Robert Nelsen, Managing Director and Co-Founder of ARCH Venture Partners, said, “With this next-generation gene editing technology, world-class team, and significant resources, Beam is uniquely positioned to change how we treat and potentially even prevent diseases.”
“Progress in the CRISPR genome editing field continues to accelerate. Beam’s base editing technologies create brand new ways of precisely editing the genome to treat patients with devastating diseases,” said Kristina Burow, Managing Director of ARCH Venture Partners.
Beam’s Board of Directors includes CEO John Evans, investors Kristina Burow, Stephen Knight, and Robert Nelsen, co-founder Feng Zhang, and independent director Mark Fishman, M.D., Professor of Stem Cell and Regenerative Biology at Harvard University and formerly the founding President of the Novartis Institutes of BioMedical Research (NIBR).
About Beam Therapeutics
Beam Therapeutics is developing precision genetic medicines through base editing. Founded by leading scientists in CRISPR gene editing, Beam is pursuing therapies for serious diseases using its proprietary base editing technology, which can make precise edits to single base pairs in DNA and RNA. Headquartered in Cambridge, Massachusetts, the company is backed by F-Prime Capital Partners and ARCH Venture Partners, two of the world’s leading biotech venture capital firms. For additional information, visit www.BeamTx.com.
About F-Prime Capital Partners
F-Prime Capital Partners is a global venture capital firm investing in life sciences, health care and technology. Since 1969, F-Prime has worked closely with entrepreneurs and academics to create innovative solutions to some of the world's most significant challenges in health care and technology. For more information, please visit www.fprimecapital.com.

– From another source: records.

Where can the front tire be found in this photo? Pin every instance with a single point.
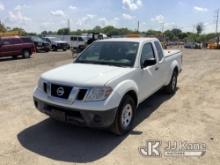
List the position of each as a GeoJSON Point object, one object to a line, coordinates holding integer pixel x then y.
{"type": "Point", "coordinates": [26, 54]}
{"type": "Point", "coordinates": [125, 116]}
{"type": "Point", "coordinates": [171, 87]}
{"type": "Point", "coordinates": [54, 48]}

About ARCH Venture Partners
ARCH Venture Partners is an innovator in company creation and early-stage venture capital and invests in seed- and early-stage technology companies. The firm is a recognized leader in commercializing technologies developed at academic institutions, corporate research groups and national laboratories. ARCH creates companies around breakthrough technologies and invests primarily in companies it co-founds with leading scientists and entrepreneurs, bringing innovations in life sciences and physical sciences to market. Over three decades, ARCH has raised more than $3 billion of committed capital through nine venture funds and has financed more than 230 new ventures. The firm has offices in Chicago, San Francisco, Austin, and Seattle. For more information, visit www.archventure.com.
1 Komar et al. “Programmable editing of a target base in genomic DNA without double-stranded DNA cleavage.” Nature, May 2016.
2 Gaudelli et. al. “Programmable base editing of A•T to G•C in genomic DNA without DNA cleavage.” Nature, October 2017.